O Senhor é bom para todos, e suas misericórdias são sobre todas as suas obras. (Salmo 145:9)
Algo que demorei a entender foi a justiça que existe no conceito de inferno (lugar destinado ao suplício das almas dos condenados e onde habitam os demônios). Afinal, como o Deus do Amor poderia rejeitar suas criaturas, inflingindo um tormento eterno? Qual a validade de uma pena que não visa a correção, mas apenas um castigo (sem possibilidade de recuperação)? Lembro do filósofo francês, renascentista, que disse não crer em um Pai que repele pigmeus por não terem dado passos de gigantes...
Preliminarmente, para solução – ainda que precária, pois jamais teremos todas as respostas (por isso também existe a fé) – de um impasse bíblico, mister nos fulcrarmos neste princípio basilar : Deus é santo, piedoso e movido por amor, sua vontade é boa, agradável e perfeita. Por conseguinte, como ponderarmos essa aparente incongruência?

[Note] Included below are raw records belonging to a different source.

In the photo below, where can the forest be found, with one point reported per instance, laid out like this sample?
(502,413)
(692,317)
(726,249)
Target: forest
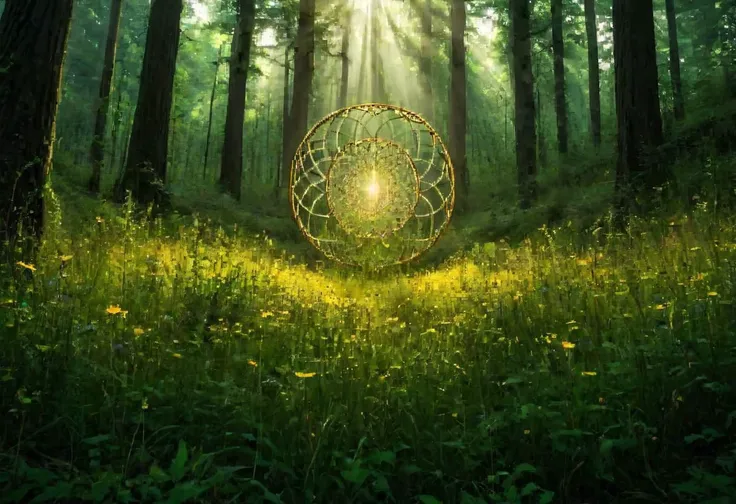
(422,251)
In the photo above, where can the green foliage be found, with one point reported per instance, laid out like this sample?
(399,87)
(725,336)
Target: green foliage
(170,360)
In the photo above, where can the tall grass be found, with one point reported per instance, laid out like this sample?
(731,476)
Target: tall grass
(172,361)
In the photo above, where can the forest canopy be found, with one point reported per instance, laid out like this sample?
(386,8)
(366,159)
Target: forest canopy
(170,335)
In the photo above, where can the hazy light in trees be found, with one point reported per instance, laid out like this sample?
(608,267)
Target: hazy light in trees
(200,11)
(267,38)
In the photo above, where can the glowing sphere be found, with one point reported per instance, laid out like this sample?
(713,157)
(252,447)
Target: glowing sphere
(372,185)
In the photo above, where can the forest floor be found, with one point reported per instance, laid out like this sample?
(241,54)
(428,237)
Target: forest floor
(177,361)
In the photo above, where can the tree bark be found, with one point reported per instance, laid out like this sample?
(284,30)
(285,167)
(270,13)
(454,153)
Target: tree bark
(458,103)
(97,151)
(344,56)
(231,170)
(558,49)
(678,99)
(639,119)
(526,134)
(145,170)
(285,163)
(379,82)
(303,73)
(425,61)
(33,38)
(213,95)
(594,73)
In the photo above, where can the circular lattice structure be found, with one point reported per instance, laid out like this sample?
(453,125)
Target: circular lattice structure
(372,185)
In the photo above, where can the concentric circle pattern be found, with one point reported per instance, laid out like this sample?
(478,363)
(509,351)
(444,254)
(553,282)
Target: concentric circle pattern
(372,185)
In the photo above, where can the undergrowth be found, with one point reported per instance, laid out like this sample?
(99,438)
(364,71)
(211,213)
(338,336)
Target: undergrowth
(162,361)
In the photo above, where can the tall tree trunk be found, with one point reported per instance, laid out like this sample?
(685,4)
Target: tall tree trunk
(458,103)
(594,72)
(677,97)
(425,61)
(231,170)
(379,80)
(285,160)
(97,151)
(116,123)
(145,170)
(213,95)
(303,73)
(253,171)
(637,103)
(268,135)
(363,72)
(541,142)
(558,48)
(526,134)
(345,58)
(33,37)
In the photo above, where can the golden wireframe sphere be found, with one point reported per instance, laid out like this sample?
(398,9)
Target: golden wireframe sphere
(372,185)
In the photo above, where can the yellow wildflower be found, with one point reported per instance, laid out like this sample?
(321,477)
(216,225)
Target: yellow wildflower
(116,310)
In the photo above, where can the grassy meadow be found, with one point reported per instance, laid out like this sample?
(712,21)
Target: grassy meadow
(176,360)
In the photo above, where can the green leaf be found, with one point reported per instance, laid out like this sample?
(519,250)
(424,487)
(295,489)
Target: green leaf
(524,468)
(730,419)
(157,474)
(546,497)
(95,440)
(410,469)
(428,499)
(529,489)
(355,475)
(387,457)
(381,485)
(466,498)
(184,492)
(178,465)
(61,491)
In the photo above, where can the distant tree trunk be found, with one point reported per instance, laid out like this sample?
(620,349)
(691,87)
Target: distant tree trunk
(363,72)
(171,154)
(253,172)
(213,95)
(425,61)
(379,82)
(97,151)
(268,133)
(33,37)
(458,103)
(678,99)
(145,170)
(558,48)
(541,142)
(303,73)
(637,103)
(594,77)
(526,134)
(344,57)
(285,164)
(116,120)
(231,170)
(711,26)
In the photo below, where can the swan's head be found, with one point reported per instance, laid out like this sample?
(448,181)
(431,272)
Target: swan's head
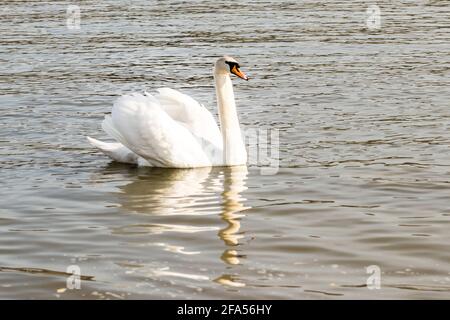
(227,65)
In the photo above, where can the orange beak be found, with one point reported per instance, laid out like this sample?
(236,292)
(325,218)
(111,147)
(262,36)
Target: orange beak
(239,73)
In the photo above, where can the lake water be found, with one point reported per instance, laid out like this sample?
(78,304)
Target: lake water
(363,119)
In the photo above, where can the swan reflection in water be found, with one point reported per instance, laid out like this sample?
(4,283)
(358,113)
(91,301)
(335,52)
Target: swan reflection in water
(169,195)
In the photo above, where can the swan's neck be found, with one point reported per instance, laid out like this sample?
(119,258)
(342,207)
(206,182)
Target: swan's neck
(233,147)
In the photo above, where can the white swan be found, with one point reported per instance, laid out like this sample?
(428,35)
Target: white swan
(172,130)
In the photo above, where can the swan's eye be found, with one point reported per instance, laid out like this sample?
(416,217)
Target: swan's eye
(232,64)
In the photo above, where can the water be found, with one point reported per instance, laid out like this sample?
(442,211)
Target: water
(364,146)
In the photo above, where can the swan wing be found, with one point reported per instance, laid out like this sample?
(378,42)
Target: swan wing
(140,123)
(191,114)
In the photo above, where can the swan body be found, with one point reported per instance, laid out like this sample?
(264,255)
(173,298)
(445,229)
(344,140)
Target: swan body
(172,130)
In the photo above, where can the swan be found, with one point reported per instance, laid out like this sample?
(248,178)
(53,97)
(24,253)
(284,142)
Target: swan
(172,130)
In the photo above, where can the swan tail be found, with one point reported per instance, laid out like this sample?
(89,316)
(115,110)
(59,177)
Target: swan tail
(116,151)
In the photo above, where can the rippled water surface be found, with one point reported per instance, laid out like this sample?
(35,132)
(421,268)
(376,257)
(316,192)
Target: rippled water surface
(364,173)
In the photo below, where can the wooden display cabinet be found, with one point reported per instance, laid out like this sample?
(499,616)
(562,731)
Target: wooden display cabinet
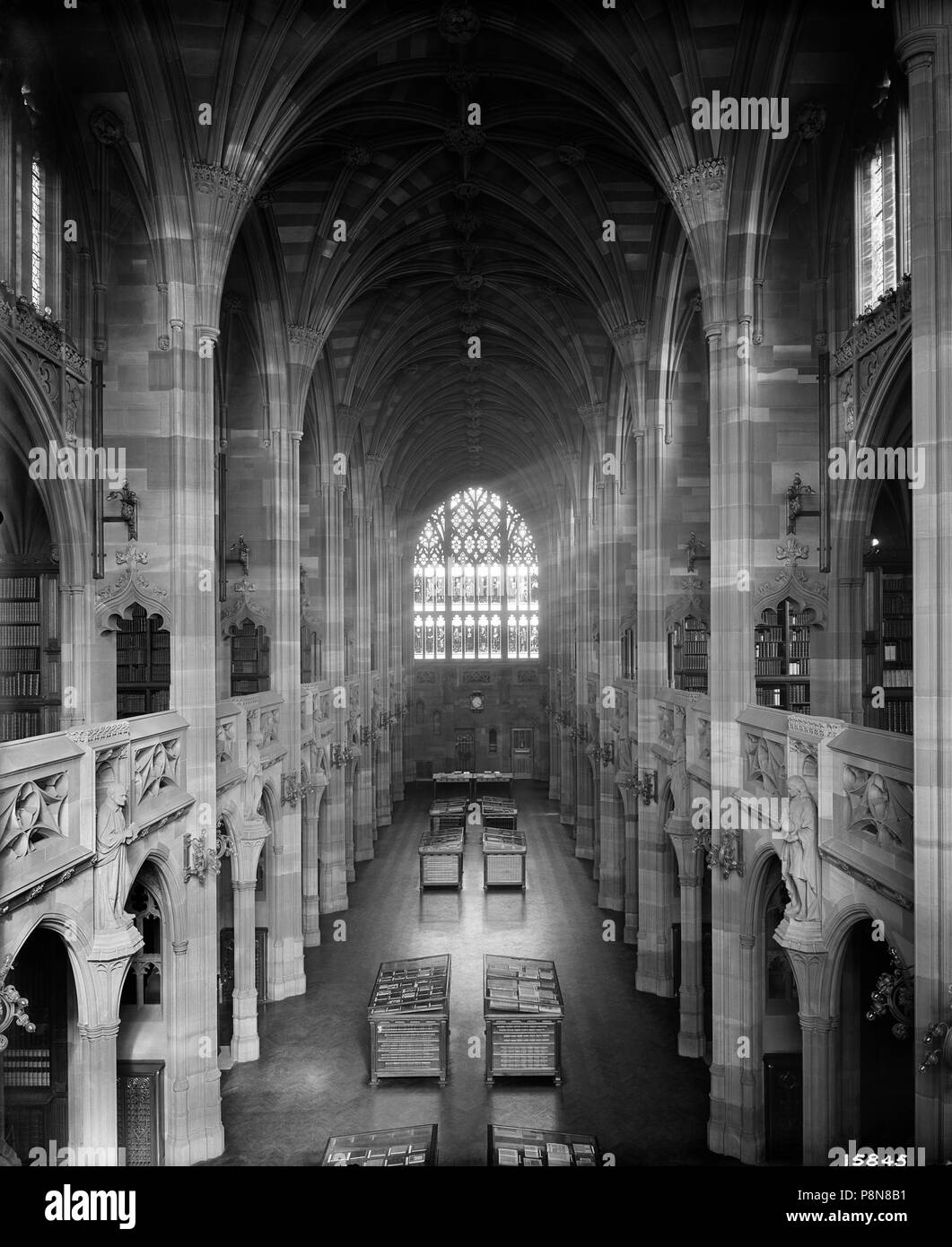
(540,1148)
(447,815)
(523,1011)
(503,859)
(441,859)
(383,1148)
(408,1014)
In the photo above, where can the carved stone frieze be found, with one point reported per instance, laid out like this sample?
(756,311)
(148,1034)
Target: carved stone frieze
(128,589)
(214,179)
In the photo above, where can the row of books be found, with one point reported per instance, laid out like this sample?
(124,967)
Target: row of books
(24,684)
(897,677)
(772,667)
(20,613)
(22,635)
(19,660)
(19,586)
(895,630)
(18,723)
(896,716)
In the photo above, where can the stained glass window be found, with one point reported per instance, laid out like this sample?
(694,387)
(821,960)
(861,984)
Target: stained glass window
(476,581)
(37,235)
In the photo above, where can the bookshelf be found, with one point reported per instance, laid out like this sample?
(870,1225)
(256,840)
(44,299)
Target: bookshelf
(782,655)
(249,660)
(383,1148)
(29,655)
(408,1014)
(687,655)
(887,648)
(143,665)
(523,1013)
(540,1148)
(441,859)
(503,857)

Pois bem, considero como boa referência a ideia de que os portões do inferno são fechados pelo lado de dentro. Ou seja, assim como "(...)venha a nós o Vosso reino" anuncia a extensão do Bem que se recepciona (um lugar a partir de um estado de espírito), também as trevas são corolário do que se escolheu em vida. Nosso paradeiro pos mortem não poderia ser muito diferente de nossas idiossincrasias.
Portanto, nessa exegese, as almas não são condenadas. Elas se condenam.
Além disso, a salvação – o convite de Jesus Cristo para a morada celestial, a despeito de não merecermos – de pessoas que não foram convertidas pode acontecer. Contudo, tal possibilidade permanece no campo dos mistérios de Deus. Pois nem sempre alguém não crente seja um descrente (profundamente, espero que isso não seja mero jogo de palavras).